LeRobot behavioral cloning training for ACT and Diffusion policy architectures. Training runs on Azure ML and OSMO platforms using HuggingFace Hub, Azure Blob, and AzureML data asset sources (Azure ML only), with MLflow experiment tracking.

📋 Prerequisites

ComponentRequirement
InfrastructureAKS cluster deployed via Infrastructure Guide
Azure ML or OSMOAt least one platform configured (see Platform Selection section)
HuggingFace tokenRequired only for private HuggingFace datasets (hf_token credential); Azure Blob and Data Asset sources use managed identity

🚀 Quick Start

Azure ML

./scripts/submit-azureml-lerobot-training.sh \
-d lerobot/aloha_sim_insertion_human

OSMO

./scripts/submit-osmo-lerobot-training.sh \
-d lerobot/aloha_sim_insertion_human

End-to-End Pipeline (OSMO)

Train, evaluate, and register in one command:

./scripts/run-lerobot-pipeline.sh \
-d lerobot/aloha_sim_insertion_human \
--policy-repo-id user/my-act-policy \
-r my-act-model

🧠 Policy Architectures

ArchitectureTypeStrengths
ACTAction Chunking with TransformersMulti-step prediction, temporal coherence
DiffusionDenoising Diffusion PolicyMulti-modal action distributions

Select the architecture with --policy-type:

# ACT policy (default)
./scripts/submit-osmo-lerobot-training.sh -d user/dataset -p act

# Diffusion policy
./scripts/submit-osmo-lerobot-training.sh -d user/dataset -p diffusion

⚖️ Platform Selection

AspectAzure MLOSMO
Submissionaz ml job createosmo workflow submit
Experiment trackingMLflow (managed)MLflow (Azure ML backend)
Credential handlingAzure ML environment variablesosmo credential set injection
Dataset deliveryHuggingFace Hub, Azure Blob, or AzureML data assetsHuggingFace Hub or direct Azure Blob URLs
Pipeline supportManual multi-steprun-lerobot-pipeline.sh orchestration

⚙️ Training Configuration

ParameterDefaultDescription
--dataset-repo-idRequired for HuggingFace; dataset for Blob sourcesHuggingFace dataset repository or logical local dataset name
--blob-url(none)Direct Azure Blob dataset URL; repeat for multiple sources
--policy-typeactPolicy: act or diffusion
--job-namelerobot-act-trainingJob identifier
--imagepytorch/pytorch:2.11.0-cuda12.8-cudnn9-runtimeContainer image
--training-steps100000Total training iterations
--batch-size32Training batch size
--save-freq5000Checkpoint save frequency
--policy-repo-id(none)Pre-trained policy for fine-tuning
--init-from-policy-model(none)Warm-start from a registered AzureML model (azureml:NAME:VERSION); AzureML only

Fine-Tuning from Existing Policy

./scripts/submit-osmo-lerobot-training.sh \
-d user/my-dataset \
--policy-repo-id user/pretrained-act \
--training-steps 50000 \
--batch-size 16

Warm-Starting from a Registered AzureML Model (AzureML only)

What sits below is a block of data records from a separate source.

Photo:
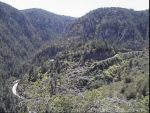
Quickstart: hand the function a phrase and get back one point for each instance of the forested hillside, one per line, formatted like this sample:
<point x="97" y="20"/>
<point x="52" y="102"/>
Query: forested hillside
<point x="121" y="27"/>
<point x="95" y="63"/>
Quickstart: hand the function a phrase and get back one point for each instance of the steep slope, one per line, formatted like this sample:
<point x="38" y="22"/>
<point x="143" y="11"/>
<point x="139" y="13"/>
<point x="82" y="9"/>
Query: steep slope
<point x="23" y="32"/>
<point x="20" y="38"/>
<point x="47" y="25"/>
<point x="120" y="26"/>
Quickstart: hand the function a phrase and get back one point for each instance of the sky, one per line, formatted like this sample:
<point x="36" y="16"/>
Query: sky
<point x="76" y="8"/>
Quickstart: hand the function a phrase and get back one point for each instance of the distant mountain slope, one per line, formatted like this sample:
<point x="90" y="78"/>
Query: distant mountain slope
<point x="47" y="25"/>
<point x="23" y="32"/>
<point x="114" y="24"/>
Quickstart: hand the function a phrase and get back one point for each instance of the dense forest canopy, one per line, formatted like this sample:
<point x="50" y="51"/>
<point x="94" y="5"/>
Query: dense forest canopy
<point x="98" y="62"/>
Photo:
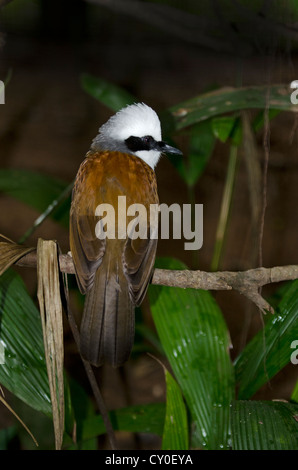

After a previous AzureML run has registered a checkpoint with --register-checkpoint NAME, a follow-up AzureML run can seed weights from that model. Optimizer state, scheduler state, and the step counter are not restored — only the policy weights — so this is "warm-start" rather than "resume". Not yet supported by the OSMO submission script.

./training/il/scripts/submit-azureml-lerobot-training.sh \
-d user/my-dataset \
--init-from-policy-model azureml:my-act-policy:7 \
--training-steps 50000

Accepted URI forms:

  • azureml:NAME:VERSION — version must be numeric. azureml:NAME@latest and bare azureml:NAME are rejected to keep submissions reproducible.
  • azureml://locations/.../models/NAME/versions/VERSION — fully-qualified workspace asset URI.
  • https://...blob.core.windows.net/... — direct blob URL pointing at a folder containing config.json and model.safetensors.

The MLflow run for the new job is tagged with warm_start.source, and (for azureml:NAME:VERSION inputs) warm_start.model_name and warm_start.model_version so runs can be filtered by upstream model in the MLflow UI.

🔑 Credential Setup

OSMO Credentials

OSMO injects credentials at workflow runtime:

# HuggingFace token (required for private datasets)
osmo credential set hf_token --generic --value "hf_..."

Azure ML Credentials

Azure ML uses workspace-managed identity. Set environment variables for custom configurations:

VariableDescription
AZURE_SUBSCRIPTION_IDAzure subscription ID
AZURE_RESOURCE_GROUPResource group name
AZUREML_WORKSPACE_NAMEAzure ML workspace name
AZUREML_COMPUTECompute target name

📊 Experiment Logging

MLflow (Azure ML Managed)

Azure ML training uses workspace MLflow automatically. OSMO LeRobot workflows log to the same Azure ML workspace resolved from Terraform outputs or the AZURE_SUBSCRIPTION_ID, AZURE_RESOURCE_GROUP, and AZUREML_WORKSPACE_NAME environment variables.

Both submission scripts pin policy.push_to_hub=false. Checkpoints are registered to the Azure ML model registry when --register-checkpoint NAME is passed; HuggingFace Hub upload is never used.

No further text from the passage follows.